My boss countered my answer with a very simple one: strike one. It hit me like a ton of bricks…duh! Why did I think it was more complicated than it really is? We all do that sometimes; fresh off his two-year, $40.5 million contract that he agreed to over the winter with the Giants, Tim Lincecum‘s main focus this spring is to get ahead of hitters more often with strike one, and he’s planning on doing so by using his fastball.
Even though it’s easy to say that Lincecum is still one of the elite pitchers in the game today, it was tough to argue with some of the statistics that I found in an article on Baseball Analytics. From 2009 to 2011, the San Francisco ace has been experiencing some downward trends in many areas. What are those particular areas, you ask? The percentage of hitters he walks, his overall fastball strike zone percentage, and his first pitch strike percentage with his heater.
When Lincecum won his second consecutive Cy Young award in 2009, he experienced his best BB/9IP in his career (2.7), and he only walked 7.5% of the batters that he faced. Each year since 2009, both of these statistics have been on the rise, with his BB/9IP rate in 2011 raising to 3.6 and the percentage of batters he walked to to 9.6%. These don’t seem like huge increases and he is still by far one of the best pitchers around, but that’s a trend that even he said needs to stop, and the best way to do so is to get his fastball under control.
Over the past three seasons, starting pitchers have been throwing fastballs in the strike zone at an average rate of 51.5%. In 2009, Lincecum was comfortably above the average at 53.5%. After finishing up his age 27 season in 2011, he has now dipped below the league average with a rate of 49.4%. First pitch strikes show an even steeper decline, with the three-year league average being 61%. Over that same three-year period, Lincecum went from putting his fastball over the plate to start off an at-bat 59% of the time to 53% of time.
What exactly do all of these numbers mean? Has Tim Lincecum already hit his prime and is slowly going on a downward trend toward the end of his career? His pending free agency is coming sooner than we think with the winter of 2013 right around the corner, and the Giants certainly don’t want to overpay for another under-performing pitcher (cough, Barry Zito, cough). I don’t think his delivery or his stature has anything to do with this very small decline. At the end of the day, he still recorded a 2.74 ERA and 1.2 WHIP in 2011, which is pretty darn good.

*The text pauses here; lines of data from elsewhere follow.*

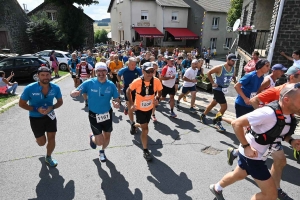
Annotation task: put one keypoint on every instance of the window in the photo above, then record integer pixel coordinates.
(144, 15)
(174, 15)
(228, 42)
(213, 43)
(52, 16)
(215, 24)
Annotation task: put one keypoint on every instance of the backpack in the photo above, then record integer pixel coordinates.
(271, 135)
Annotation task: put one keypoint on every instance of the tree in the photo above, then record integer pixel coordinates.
(100, 36)
(234, 12)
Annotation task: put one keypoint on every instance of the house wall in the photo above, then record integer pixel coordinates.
(13, 21)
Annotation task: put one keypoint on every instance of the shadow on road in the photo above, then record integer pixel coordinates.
(115, 186)
(51, 185)
(167, 181)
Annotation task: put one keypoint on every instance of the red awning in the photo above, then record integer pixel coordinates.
(149, 32)
(182, 34)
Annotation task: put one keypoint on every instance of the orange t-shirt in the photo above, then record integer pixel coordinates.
(144, 103)
(114, 67)
(271, 94)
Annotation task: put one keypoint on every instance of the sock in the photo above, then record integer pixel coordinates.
(218, 187)
(235, 152)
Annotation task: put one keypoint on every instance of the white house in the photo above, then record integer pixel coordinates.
(155, 22)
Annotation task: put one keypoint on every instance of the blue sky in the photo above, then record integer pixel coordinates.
(96, 12)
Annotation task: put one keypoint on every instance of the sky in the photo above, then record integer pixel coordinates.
(96, 12)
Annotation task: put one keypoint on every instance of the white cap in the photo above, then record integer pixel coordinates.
(100, 65)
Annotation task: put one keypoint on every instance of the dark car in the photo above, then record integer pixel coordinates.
(24, 67)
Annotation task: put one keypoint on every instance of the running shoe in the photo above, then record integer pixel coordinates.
(147, 156)
(173, 114)
(219, 195)
(193, 110)
(283, 196)
(102, 156)
(153, 118)
(230, 156)
(50, 162)
(220, 127)
(203, 119)
(92, 144)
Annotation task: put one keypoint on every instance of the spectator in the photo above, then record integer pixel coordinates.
(7, 87)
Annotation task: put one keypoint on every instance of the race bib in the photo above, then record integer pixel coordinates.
(102, 117)
(52, 115)
(146, 104)
(225, 90)
(253, 94)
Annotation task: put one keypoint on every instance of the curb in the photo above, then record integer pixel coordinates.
(17, 100)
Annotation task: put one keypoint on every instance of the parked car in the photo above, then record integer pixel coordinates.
(62, 56)
(24, 67)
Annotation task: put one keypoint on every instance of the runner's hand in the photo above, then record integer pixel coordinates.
(250, 152)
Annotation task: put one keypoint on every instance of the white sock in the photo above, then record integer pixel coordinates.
(218, 187)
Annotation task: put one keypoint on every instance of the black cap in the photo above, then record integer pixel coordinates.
(44, 69)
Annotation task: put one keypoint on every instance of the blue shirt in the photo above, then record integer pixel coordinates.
(33, 94)
(250, 84)
(99, 94)
(129, 75)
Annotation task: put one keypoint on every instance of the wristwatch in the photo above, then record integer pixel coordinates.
(244, 146)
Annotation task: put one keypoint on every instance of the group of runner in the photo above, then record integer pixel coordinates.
(144, 88)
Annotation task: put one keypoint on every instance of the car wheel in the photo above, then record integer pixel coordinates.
(63, 67)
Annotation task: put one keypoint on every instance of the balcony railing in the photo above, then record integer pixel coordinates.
(255, 41)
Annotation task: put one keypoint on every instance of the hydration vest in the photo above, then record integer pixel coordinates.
(271, 135)
(145, 88)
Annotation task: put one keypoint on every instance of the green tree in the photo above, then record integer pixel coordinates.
(234, 12)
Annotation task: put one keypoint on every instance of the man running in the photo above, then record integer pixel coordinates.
(145, 88)
(168, 77)
(189, 84)
(42, 117)
(269, 126)
(99, 91)
(224, 76)
(129, 74)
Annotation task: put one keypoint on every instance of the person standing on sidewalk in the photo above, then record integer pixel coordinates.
(269, 126)
(224, 76)
(42, 117)
(100, 91)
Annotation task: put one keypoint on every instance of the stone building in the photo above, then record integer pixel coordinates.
(53, 10)
(277, 24)
(12, 27)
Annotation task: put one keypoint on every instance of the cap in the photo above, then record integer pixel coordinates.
(293, 70)
(279, 67)
(44, 69)
(100, 65)
(147, 65)
(195, 61)
(232, 57)
(260, 64)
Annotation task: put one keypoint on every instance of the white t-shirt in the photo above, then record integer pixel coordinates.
(190, 74)
(262, 120)
(168, 71)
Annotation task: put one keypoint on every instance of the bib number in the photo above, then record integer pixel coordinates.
(225, 90)
(52, 115)
(146, 104)
(102, 117)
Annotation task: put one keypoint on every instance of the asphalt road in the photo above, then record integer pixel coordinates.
(189, 156)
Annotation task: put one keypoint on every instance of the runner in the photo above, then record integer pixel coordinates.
(270, 125)
(42, 117)
(145, 88)
(129, 74)
(224, 76)
(99, 91)
(168, 77)
(189, 84)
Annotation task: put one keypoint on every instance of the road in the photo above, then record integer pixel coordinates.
(189, 156)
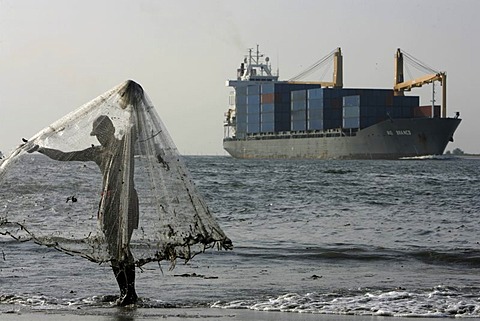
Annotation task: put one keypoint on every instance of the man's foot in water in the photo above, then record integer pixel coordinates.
(128, 299)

A sign of an elite athlete is when, despite outperforming their peers, they’re able to find imperfections in their game and have the willingness to refocus and tighten up that particular weakness to become even better. That’s exactly what Tim Lincecum is doing and I applaud him for not sitting back on his laurels and finding a way to make himself a better pitcher during the spring, which could pay dividends in a pennant race in a few months.
Do you think this downward trend is something to be worried about for Tim Lincecum, or is it just a small bump in the road?